The Albee Square Mall opened in 1980 on the Fulton Street pedestrian plaza, immediately becoming a prominent spot in Downtown Brooklyn. Construction on the project began three years earlier when its namesake, the RKO Albee Theater, was demolished to make way for the development.

Albee Theater Brooklyn

Albee Theater Opened in 1925 | Photo Courtesy of Frank Tilelli & William Gabel

Albee Theater Lobby

Albee Theater Lobby (Courtesy CinemaTreasures.org – User Tinseltoes

Albee Theater Seating

Albee Theater Seating (Courtesy CinemaTreasures.org – User Tinseltoes

Edward Franklin Albee, a promoter, impresario and father of the famous playwright, built the Albee Theater in 1925, during the peak of the vaudeville era. With a beaux-arts exterior and an interior that featured crystal chandeliers in the lobby, paintings from Albee’s private collection and seating for 2,000, the Albee Theater sought to rebrand vaudeville and attract more affluent audiences.

After the theater’s demolition in 1978, the vacant space was developed by the Urban Development Corp., a city agency that worked to provide financial aid for the acquisition, construction or improvement of industrial, commercial, public and cultural spaces. The mall was designed by Gruen Associates, a firm founded in 1951 by Austrian architect Victor Gruen. Based in Los Angeles, Gruen and his firm designed the first suburban open-air mall near Detroit in 1954. Two years later, Gruen completed his best-known work – the 800,000-square-foot Southdale Mall in Minnesota.

Gruen is largely credited with inventing the suburban shopping mall as we know it; writer Malcolm Gladwell once wrote that Gruen “may well have been the most influential architect of the twentieth century.”

Albee Square Mall

Albee Square Mall (Courtesy Gowanus Lounge)

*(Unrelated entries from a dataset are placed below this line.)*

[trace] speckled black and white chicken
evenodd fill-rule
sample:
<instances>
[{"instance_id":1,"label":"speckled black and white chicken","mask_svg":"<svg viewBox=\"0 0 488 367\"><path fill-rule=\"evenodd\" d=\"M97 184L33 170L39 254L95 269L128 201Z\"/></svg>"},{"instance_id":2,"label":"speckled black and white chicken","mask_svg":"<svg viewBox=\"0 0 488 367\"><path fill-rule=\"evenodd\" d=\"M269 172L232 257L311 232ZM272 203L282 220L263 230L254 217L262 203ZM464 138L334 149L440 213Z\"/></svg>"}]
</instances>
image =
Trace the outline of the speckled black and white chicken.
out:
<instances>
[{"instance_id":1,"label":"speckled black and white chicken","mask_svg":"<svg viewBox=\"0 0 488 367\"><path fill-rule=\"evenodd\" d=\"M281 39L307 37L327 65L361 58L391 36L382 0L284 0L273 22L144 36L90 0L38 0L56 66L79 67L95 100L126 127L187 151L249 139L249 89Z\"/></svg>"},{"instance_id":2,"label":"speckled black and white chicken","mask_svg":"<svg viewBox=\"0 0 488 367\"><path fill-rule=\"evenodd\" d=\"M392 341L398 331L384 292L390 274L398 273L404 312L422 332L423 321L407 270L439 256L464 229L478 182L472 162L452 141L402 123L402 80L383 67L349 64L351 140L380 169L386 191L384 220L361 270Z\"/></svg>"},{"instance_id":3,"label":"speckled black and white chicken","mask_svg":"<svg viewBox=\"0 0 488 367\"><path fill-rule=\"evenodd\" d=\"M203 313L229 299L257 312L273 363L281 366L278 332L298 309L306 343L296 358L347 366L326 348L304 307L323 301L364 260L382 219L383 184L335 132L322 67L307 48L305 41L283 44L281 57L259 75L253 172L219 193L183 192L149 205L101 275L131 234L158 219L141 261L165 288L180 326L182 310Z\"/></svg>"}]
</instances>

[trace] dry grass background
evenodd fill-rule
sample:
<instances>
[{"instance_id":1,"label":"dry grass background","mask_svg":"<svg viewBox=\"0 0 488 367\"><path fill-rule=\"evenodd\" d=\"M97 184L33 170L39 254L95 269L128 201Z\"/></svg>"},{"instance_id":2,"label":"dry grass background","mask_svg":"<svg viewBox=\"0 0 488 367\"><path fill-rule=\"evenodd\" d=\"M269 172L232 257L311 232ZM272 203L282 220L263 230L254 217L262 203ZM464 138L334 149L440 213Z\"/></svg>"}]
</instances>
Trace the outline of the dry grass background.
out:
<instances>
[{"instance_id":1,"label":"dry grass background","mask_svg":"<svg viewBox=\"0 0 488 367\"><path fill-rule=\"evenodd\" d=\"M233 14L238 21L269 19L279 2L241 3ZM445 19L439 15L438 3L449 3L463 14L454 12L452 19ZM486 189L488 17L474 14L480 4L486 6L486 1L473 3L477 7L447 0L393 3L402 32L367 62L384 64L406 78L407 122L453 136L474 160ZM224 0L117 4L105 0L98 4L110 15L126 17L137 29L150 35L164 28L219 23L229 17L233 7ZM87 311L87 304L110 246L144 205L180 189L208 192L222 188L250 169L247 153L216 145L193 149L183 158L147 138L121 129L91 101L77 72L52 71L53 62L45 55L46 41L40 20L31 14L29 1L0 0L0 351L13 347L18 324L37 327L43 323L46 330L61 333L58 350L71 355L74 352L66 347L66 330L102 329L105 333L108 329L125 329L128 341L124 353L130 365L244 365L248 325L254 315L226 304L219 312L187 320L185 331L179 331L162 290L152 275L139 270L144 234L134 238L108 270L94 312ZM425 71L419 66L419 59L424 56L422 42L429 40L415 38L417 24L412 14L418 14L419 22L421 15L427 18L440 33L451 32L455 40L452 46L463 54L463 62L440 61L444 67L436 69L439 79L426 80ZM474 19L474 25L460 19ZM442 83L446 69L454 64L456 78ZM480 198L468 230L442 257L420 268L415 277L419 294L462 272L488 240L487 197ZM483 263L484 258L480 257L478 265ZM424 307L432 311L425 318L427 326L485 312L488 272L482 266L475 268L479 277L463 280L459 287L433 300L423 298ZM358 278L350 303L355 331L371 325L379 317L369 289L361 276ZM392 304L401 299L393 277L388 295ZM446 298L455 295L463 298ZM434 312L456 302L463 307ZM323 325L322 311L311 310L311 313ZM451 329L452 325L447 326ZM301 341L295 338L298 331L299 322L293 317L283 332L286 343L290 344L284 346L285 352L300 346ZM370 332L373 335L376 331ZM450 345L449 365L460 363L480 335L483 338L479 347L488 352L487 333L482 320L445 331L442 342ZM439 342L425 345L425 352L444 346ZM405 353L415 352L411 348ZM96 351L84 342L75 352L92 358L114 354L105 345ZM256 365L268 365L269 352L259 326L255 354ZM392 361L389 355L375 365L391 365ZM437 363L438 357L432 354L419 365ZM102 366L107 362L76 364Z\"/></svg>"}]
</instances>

With an unassuming glass exterior, Albee Square Mall might pale in comparison to some of Gruen’s other projects. However, along with its companion, Fulton Mall, Albee Square became a cultural landmark that nurtured Brooklyn’s rising middle class, a burgeoning hip-hop culture and rejuvenated an important commercial district.

Leonard Grunstein, working as an Assistant Corporation Counsel, helped draft the land disposition agreement and ground lease structure that enabled the development of the Albee Square Mall in the late 1970s.